Needle type is also important. For free motion quilting with cotton, I like to use a Schmetz 75/11 Stretch needle. I find it is more tolerant and breaks less. However depending on the fabric and thread I’ve chosen, sometimes, I like to use a Schmetz Microtex/Sharp or Schmetz Top Stitching needle. For this tutorial, with the embroidery thread, I am using a Schmetz 90/14 Top Stitching needle.
PULLING UP THE BOBBIN THREAD
Regardless of quilting method, quilting motif and quilting thread choice, to start quilting, let’s begin by learning to pull the bobbin thread up. This makes for neater stitching on the back of your quilt. Start by threading your needle and taking hold of the top thread firmly in your left hand. Using the hand wheel on the right side of your machine, put the needle down into your fabric where you want to begin. Put the presser foot in the down position.
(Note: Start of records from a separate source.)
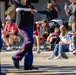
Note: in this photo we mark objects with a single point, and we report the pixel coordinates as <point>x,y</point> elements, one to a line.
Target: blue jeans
<point>60,48</point>
<point>26,48</point>
<point>74,41</point>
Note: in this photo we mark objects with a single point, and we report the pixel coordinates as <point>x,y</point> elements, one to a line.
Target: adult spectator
<point>63,45</point>
<point>24,20</point>
<point>8,33</point>
<point>56,6</point>
<point>71,11</point>
<point>11,11</point>
<point>50,12</point>
<point>41,33</point>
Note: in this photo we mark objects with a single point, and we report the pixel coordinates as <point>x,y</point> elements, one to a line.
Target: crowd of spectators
<point>43,30</point>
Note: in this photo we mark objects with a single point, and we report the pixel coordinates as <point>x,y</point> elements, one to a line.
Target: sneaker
<point>74,52</point>
<point>58,57</point>
<point>51,57</point>
<point>9,48</point>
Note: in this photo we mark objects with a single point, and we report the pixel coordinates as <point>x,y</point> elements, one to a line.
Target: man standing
<point>71,11</point>
<point>24,20</point>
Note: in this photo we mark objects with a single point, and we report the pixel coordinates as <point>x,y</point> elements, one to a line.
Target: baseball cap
<point>7,18</point>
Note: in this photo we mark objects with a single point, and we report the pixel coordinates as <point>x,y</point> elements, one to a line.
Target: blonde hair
<point>63,30</point>
<point>50,5</point>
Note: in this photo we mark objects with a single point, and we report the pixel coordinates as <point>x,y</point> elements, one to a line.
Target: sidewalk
<point>46,66</point>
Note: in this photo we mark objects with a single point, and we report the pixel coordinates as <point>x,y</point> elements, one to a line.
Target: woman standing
<point>63,45</point>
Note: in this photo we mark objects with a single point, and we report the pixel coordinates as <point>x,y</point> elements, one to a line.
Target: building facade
<point>39,6</point>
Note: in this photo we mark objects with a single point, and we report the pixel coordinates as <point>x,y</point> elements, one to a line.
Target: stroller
<point>55,41</point>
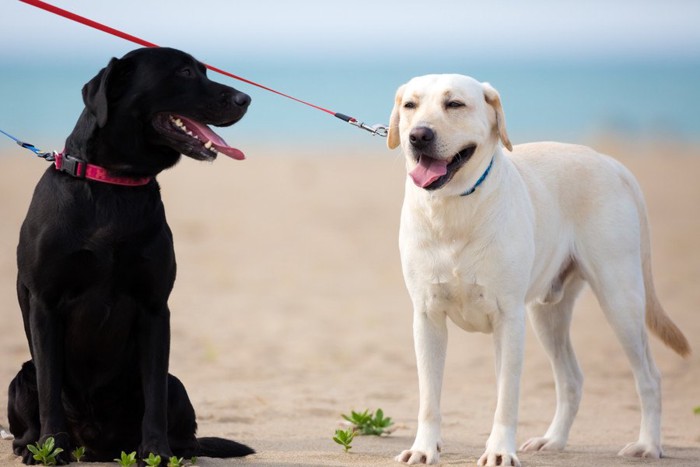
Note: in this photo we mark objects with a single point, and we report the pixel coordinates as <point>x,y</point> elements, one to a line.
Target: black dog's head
<point>142,111</point>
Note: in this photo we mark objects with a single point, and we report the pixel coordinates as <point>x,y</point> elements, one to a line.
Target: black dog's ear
<point>100,90</point>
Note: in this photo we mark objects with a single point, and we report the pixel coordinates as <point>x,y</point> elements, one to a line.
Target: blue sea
<point>570,101</point>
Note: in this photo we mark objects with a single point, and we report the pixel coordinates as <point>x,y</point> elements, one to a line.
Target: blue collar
<point>480,181</point>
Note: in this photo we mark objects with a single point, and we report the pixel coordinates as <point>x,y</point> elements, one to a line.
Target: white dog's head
<point>444,123</point>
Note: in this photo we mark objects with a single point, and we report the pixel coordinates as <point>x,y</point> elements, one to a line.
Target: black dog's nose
<point>421,136</point>
<point>241,99</point>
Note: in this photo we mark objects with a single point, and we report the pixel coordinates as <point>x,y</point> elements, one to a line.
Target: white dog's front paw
<point>543,444</point>
<point>639,449</point>
<point>420,456</point>
<point>496,457</point>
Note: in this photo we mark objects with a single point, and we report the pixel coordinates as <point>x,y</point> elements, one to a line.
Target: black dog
<point>96,266</point>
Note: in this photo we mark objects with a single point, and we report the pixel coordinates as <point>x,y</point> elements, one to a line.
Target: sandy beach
<point>290,309</point>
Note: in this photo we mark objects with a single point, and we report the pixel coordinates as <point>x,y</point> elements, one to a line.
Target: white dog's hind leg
<point>509,343</point>
<point>551,323</point>
<point>618,284</point>
<point>430,341</point>
<point>624,310</point>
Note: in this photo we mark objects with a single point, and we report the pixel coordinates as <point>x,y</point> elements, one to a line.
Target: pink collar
<point>81,169</point>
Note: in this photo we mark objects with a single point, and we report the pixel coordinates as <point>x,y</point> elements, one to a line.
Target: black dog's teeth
<point>180,125</point>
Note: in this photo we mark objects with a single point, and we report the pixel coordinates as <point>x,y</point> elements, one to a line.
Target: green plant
<point>344,438</point>
<point>152,460</point>
<point>78,453</point>
<point>45,452</point>
<point>176,462</point>
<point>367,423</point>
<point>126,460</point>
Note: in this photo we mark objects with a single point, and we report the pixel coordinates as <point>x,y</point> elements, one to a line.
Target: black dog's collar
<point>80,169</point>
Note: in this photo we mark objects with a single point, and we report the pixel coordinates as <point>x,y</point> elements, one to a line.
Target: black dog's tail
<point>221,448</point>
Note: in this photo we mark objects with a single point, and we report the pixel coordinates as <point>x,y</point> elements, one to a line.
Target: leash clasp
<point>378,129</point>
<point>70,165</point>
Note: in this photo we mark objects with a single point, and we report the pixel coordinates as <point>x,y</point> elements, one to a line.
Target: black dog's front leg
<point>154,342</point>
<point>47,343</point>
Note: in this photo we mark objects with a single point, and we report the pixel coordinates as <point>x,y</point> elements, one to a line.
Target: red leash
<point>380,130</point>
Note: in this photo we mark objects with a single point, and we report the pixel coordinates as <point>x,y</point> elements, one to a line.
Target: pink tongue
<point>204,133</point>
<point>428,170</point>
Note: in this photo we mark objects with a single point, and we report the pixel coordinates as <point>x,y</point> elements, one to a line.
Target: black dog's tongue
<point>206,135</point>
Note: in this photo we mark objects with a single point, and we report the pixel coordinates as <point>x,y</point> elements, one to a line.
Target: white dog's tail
<point>658,322</point>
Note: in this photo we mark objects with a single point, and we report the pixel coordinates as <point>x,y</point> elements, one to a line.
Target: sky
<point>373,30</point>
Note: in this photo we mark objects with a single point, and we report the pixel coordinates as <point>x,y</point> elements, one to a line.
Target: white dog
<point>484,234</point>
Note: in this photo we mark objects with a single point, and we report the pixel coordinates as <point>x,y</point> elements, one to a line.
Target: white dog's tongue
<point>428,170</point>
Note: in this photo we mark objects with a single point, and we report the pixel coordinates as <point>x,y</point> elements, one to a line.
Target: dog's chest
<point>442,279</point>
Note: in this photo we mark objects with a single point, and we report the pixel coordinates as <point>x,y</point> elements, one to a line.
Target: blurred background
<point>571,71</point>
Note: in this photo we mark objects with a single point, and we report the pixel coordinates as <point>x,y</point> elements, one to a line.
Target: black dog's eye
<point>186,72</point>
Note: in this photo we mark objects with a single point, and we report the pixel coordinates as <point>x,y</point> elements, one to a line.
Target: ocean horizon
<point>565,100</point>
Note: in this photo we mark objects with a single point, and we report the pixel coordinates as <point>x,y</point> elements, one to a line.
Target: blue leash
<point>49,156</point>
<point>478,182</point>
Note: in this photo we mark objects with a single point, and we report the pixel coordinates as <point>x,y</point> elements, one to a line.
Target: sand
<point>290,309</point>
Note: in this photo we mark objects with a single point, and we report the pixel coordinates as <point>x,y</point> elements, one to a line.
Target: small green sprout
<point>344,438</point>
<point>78,453</point>
<point>46,452</point>
<point>126,460</point>
<point>367,423</point>
<point>176,462</point>
<point>152,460</point>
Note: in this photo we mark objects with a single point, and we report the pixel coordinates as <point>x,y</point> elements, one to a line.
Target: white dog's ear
<point>494,100</point>
<point>393,138</point>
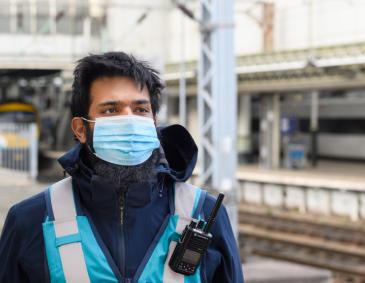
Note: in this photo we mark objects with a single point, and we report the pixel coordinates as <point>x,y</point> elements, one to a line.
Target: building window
<point>4,16</point>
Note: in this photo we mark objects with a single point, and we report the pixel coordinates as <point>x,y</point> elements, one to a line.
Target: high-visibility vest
<point>75,253</point>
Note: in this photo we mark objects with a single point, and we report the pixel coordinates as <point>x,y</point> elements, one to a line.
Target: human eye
<point>142,110</point>
<point>110,110</point>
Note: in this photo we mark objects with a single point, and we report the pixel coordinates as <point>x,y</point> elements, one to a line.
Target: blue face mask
<point>124,140</point>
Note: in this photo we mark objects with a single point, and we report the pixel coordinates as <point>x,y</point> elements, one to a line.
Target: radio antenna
<point>214,212</point>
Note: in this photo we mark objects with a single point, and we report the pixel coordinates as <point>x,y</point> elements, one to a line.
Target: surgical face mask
<point>124,140</point>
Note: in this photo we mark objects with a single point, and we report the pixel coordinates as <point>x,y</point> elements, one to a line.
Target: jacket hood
<point>177,144</point>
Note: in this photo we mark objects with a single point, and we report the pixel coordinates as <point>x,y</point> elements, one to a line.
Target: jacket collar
<point>179,155</point>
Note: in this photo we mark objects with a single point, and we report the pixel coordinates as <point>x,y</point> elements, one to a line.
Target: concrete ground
<point>263,270</point>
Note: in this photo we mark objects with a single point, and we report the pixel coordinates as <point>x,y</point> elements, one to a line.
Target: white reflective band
<point>65,223</point>
<point>170,276</point>
<point>185,195</point>
<point>62,199</point>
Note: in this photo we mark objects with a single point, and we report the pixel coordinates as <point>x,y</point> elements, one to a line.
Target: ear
<point>78,128</point>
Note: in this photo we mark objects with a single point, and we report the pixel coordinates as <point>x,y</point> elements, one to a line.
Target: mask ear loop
<point>88,134</point>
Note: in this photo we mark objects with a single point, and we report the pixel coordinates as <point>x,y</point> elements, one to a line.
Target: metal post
<point>270,132</point>
<point>314,126</point>
<point>33,151</point>
<point>217,102</point>
<point>182,81</point>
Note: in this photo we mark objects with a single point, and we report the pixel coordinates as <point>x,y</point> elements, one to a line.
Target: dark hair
<point>112,64</point>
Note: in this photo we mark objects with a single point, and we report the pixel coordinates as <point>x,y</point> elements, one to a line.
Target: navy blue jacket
<point>22,254</point>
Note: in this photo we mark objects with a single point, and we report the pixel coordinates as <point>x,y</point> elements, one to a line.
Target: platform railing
<point>19,148</point>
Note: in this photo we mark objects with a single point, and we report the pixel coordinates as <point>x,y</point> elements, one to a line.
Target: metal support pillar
<point>244,127</point>
<point>217,102</point>
<point>182,81</point>
<point>270,132</point>
<point>314,126</point>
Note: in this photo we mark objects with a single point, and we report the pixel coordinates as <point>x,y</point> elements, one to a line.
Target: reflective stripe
<point>62,199</point>
<point>185,200</point>
<point>169,276</point>
<point>65,224</point>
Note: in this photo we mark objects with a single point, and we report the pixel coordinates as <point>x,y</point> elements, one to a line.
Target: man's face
<point>112,96</point>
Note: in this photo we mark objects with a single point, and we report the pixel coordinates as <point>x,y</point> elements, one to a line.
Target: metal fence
<point>19,148</point>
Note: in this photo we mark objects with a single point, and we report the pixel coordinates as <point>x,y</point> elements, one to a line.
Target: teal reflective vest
<point>75,256</point>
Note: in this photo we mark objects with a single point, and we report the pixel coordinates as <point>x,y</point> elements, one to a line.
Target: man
<point>119,215</point>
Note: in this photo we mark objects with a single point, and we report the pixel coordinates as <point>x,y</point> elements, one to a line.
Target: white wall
<point>159,37</point>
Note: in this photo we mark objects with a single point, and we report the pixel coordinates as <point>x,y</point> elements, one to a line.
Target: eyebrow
<point>117,102</point>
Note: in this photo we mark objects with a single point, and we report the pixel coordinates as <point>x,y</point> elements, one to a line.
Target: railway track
<point>332,244</point>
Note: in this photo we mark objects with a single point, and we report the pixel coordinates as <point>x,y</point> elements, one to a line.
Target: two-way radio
<point>193,243</point>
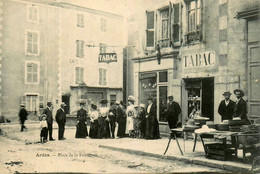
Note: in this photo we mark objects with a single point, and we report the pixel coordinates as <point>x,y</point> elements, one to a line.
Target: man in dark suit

With your right hand, gently turn the hand wheel toward you, which will drop the needle further into your fabric, and then back up. Gently, but firmly, tug on the thread in your left hand. The bobbin thread will pop up. I like to use tweezers to grab hold of the bobbin thread and gently pull up an inch or two. Put both the upper and bobbin thread under the presser foot and to the back or side it. You are ready to go! Be sure to “lock” your first stitch and your last.
LET’S QUILT!
I like to use quilting gloves to help grip and move the fabric for both straight line and free motion quilting. For this table runner, the first thing I did was quilt an outline of the three leaves, about an 1/8 inch inside the leaf fabric. I used a free motion foot (with the feed dogs down). But you could also do the same thing with a walking foot or regular sewing foot (with the feed dogs up). Set your machine to stop with “the needle down” so you can briefly stop at each corner of the leaf, turn your fabric, and then continue stitching.
Pull the bobbin thread to the top, lock your stitch, quilt the outline of the leaf (on the inside of the leaf), lock your stitch at the end, then cut the thread. Do the same for each of the 3 leaves.
While quilting, it is important there is no “drag” on your quilt. A nice large flat area is best for quilting. Ideally, you have a table with a “drop in” for your sewing machine. Keep your quilt from hanging off the table by rolling or scrunching it up. A wide throat on your machine is also a big help.
Next I “drew” some parallel lines inside the leaves using a ruler and a hera marker, which I then quilted. For each line, I pulled the bobbin thread up to the top, locked the stitch, stitched the straight line, locked the stitch, then cut the thread. I repeated this for each parallel line with the leaf, and did the same for all 3 leaves.
So far we’ve quilted just inside the leaves, and we’ve quilted some simple straight parallel lines on the leaves.
Next I quilted 2 straight lines, on the inside border.
Now it was time to do some quilting on the white background fabric in the leaf blocks. I switched from the metallic thread to white 40 wt. Aurifil cotton thread on top, and white 50 wt. Aurifil cotton thread on the bottom. I quilted a simple outline stitch just inside each of the white triangles and squares.
But that did not seem like quite enough! So I made a few templates from some template vinyl.
Then I traced the outlines with an air erasable marker. Always test first on a piece of scrap fabric (the same fabric you will be marking).
And then stitched a few extra designs. Notice the purple is starting to disappear!